A representative office and a branch of a foreign legal entity | Serbia
Recently, in our business practice, we often encounter a misunderstanding of the difference between a foreign representative office and a branch of a foreign legal entity. The representative office of a foreign entity is not recognized as a legal entity in the Republic of Serbia, pursuant to Article 574 of the Law on Companies, which states that the representative office of a foreign company represents a separate organizational part of the foreign legal entity, with the authority to carry out preliminary and preparatory activities in order to conclude the legal activity of that company.
In accordance with the abovementioned, the representative office is not subject to the obligation to provide justification for the payment of funds from the account of the representative office maintained at a local commercial bank, in terms of the provisions of the law regulating accounting.

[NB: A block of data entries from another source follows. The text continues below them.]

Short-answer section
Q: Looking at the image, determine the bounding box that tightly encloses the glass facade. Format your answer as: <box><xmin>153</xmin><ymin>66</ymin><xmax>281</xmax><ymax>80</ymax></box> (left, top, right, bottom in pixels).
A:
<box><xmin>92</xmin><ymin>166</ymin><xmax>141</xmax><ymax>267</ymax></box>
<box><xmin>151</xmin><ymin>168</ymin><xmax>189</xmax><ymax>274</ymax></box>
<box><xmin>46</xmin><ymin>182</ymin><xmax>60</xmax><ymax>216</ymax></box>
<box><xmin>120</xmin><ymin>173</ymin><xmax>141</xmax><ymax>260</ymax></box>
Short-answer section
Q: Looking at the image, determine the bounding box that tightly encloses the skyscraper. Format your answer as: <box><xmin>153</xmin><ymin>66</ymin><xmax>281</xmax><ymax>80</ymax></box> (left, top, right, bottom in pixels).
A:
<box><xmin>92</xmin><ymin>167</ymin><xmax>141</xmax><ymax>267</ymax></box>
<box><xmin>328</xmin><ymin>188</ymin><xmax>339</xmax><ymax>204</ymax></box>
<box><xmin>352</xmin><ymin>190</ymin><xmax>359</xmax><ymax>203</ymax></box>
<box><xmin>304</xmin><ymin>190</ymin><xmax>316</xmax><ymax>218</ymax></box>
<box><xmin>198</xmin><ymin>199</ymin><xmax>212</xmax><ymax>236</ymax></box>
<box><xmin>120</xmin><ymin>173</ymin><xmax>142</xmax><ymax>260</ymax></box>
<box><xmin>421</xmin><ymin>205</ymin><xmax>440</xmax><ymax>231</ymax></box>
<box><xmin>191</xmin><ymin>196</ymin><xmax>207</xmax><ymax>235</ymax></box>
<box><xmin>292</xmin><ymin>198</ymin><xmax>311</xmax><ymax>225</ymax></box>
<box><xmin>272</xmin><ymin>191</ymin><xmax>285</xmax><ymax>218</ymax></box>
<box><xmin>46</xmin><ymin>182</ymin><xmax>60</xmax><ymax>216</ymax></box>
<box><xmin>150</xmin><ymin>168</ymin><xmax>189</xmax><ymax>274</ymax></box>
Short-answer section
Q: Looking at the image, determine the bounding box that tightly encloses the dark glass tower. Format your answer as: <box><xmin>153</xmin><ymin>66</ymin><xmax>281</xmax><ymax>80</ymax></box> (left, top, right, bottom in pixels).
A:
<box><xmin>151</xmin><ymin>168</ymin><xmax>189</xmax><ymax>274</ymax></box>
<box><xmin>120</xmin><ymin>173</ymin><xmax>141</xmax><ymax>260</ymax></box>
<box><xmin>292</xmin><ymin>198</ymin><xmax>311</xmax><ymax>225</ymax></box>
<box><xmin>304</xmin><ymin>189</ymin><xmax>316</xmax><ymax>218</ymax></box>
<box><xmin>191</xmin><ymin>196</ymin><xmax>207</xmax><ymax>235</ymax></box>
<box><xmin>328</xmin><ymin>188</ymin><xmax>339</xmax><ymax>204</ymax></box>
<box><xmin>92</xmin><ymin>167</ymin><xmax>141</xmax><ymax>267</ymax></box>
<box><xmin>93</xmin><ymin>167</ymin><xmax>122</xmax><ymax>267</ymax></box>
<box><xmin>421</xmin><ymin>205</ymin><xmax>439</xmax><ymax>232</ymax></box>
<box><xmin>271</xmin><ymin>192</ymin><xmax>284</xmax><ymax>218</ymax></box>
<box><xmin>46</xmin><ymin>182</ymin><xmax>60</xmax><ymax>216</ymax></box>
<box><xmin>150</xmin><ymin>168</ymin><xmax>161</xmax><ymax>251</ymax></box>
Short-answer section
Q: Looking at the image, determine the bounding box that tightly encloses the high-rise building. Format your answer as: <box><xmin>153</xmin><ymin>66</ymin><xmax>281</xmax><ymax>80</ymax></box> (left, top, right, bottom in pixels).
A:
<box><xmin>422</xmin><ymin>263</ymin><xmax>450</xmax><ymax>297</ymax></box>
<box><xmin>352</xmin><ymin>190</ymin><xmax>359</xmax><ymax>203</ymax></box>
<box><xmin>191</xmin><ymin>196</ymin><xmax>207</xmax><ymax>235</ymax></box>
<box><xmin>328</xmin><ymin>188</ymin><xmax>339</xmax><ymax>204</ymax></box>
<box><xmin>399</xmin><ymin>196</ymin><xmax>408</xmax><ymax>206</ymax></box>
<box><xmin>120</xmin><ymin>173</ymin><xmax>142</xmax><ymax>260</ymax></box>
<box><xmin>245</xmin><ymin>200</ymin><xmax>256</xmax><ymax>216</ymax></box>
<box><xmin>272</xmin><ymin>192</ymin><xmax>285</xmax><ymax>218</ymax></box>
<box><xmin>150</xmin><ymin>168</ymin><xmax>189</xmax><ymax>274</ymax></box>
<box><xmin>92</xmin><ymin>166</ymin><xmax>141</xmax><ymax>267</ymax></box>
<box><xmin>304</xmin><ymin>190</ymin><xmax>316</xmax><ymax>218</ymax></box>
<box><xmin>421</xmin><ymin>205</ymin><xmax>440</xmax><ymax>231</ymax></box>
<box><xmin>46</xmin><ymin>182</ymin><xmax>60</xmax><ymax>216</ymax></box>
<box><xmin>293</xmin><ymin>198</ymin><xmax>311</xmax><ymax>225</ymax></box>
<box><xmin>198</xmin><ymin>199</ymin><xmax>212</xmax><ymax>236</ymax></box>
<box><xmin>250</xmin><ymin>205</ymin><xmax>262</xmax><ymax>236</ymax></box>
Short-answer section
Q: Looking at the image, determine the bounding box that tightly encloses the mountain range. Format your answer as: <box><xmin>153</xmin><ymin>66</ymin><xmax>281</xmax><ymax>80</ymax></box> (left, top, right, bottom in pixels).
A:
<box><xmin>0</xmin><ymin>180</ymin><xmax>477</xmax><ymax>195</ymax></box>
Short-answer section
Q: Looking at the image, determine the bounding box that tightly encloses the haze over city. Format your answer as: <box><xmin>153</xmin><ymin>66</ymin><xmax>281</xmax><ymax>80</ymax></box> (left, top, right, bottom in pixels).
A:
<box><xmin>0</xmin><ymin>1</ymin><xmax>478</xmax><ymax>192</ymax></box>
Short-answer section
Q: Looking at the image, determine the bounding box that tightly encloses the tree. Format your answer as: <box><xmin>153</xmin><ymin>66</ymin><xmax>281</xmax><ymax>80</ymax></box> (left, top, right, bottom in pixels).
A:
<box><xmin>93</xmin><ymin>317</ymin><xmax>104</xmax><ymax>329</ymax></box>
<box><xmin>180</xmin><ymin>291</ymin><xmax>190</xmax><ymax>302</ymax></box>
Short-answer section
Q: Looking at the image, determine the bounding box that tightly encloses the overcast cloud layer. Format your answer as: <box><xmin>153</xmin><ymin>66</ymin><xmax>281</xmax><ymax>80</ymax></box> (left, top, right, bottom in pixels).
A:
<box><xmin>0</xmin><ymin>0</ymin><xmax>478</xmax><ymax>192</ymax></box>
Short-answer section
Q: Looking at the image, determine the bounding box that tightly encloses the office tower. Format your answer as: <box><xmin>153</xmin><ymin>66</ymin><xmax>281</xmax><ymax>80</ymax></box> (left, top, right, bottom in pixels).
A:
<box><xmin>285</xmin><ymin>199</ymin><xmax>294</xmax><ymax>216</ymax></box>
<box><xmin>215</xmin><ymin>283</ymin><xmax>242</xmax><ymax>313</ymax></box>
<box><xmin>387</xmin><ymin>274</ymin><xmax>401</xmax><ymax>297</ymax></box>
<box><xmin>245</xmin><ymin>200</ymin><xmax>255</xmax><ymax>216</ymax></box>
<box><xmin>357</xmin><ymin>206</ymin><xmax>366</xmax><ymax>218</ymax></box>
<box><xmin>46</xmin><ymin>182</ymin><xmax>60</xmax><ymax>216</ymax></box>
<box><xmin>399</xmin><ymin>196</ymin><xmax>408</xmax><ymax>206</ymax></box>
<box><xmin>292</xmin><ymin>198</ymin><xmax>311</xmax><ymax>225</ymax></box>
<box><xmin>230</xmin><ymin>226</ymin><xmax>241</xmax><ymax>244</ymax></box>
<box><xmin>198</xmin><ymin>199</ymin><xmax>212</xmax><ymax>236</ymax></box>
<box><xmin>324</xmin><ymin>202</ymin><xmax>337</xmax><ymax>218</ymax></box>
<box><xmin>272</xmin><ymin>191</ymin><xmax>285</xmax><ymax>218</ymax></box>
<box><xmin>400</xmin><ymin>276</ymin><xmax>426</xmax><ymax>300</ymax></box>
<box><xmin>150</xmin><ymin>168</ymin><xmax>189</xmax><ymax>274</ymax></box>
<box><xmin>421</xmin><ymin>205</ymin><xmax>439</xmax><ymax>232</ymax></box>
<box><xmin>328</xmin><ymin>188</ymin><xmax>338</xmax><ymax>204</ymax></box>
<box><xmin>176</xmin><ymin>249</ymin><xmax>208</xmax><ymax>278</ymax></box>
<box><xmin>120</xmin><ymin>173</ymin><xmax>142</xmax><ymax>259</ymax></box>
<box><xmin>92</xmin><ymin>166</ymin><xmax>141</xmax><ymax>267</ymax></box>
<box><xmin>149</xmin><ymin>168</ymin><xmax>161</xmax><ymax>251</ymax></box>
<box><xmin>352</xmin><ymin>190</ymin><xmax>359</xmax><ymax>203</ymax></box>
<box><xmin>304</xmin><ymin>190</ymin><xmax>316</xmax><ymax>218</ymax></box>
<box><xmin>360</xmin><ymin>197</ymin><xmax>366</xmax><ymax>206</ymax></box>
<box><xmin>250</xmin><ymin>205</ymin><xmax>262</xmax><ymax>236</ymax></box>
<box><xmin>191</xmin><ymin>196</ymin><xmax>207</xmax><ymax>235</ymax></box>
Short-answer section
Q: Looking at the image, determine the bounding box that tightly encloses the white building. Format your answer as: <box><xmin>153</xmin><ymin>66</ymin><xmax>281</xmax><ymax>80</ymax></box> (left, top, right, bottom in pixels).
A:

In the matter of the branch of a foreign legal entity in Serbia, the situation is completely different. A foreign legal entity may perform activities on the territory of the Republic of Serbia through a branch that is established and registered in accordance with the regulations of the Republic of Serbia.
Registration and performing business activities of a branch of a foreign legal entity are carried out in accordance with the following regulations: the Law on Companies, the Law on the Procedure of Registration with the Serbian Business Registers Agency (Official Gazette of the RS, Nos. 99/2011, 83/2014, 31/2019) and the Law on the Execution of Payments of Legal Persons, Entrepreneurs and Natural Persons Not Performing Commercial Activity (Official Gazette of RS, No. 68/2015).
Given the fact that the branch of a foreign legal entity is considered a resident, it is subject to the obligation to provide justification for the payment of funds from the account of the branch maintained at a local commercial bank.
A non-resident taxpayer is subject to taxation of profits in accordance with the Profit Tax Law, which they generate by performing business activities through a permanent business unit, in the manner prescribed by this law, unless otherwise prescribed by an international treaty on the avoidance of double taxation.
A non-resident taxpayer who performs activities through a permanent business unit, which does not keep business records, in accordance with the regulations governing accounting, is obliged to keep records in that permanent business unit that include all data on income and expenditures, as well as to submit a tax basis balance sheet and a tax return. This primarily refers to the representative offices of foreign legal entities, which do not keep business records, in accordance with the regulations.
In other words, the non-residents who generate profit on the territory of Serbia will also be taxed with profit tax, if they do not have the status of a permanent business unit in terms of international agreements. For example, this means that, if a resident of the Russian Federation owns a business unit in Serbia for less than a year, that profit will only be taxed in the Russian Federation; however, in accordance with Article 5 Paragraph 3, this non-resident will have the obligation to submit a tax return and tax basis balance sheet to the competent tax authority. The tax return and the tax basis balance sheet must be submitted by March 31, 2023.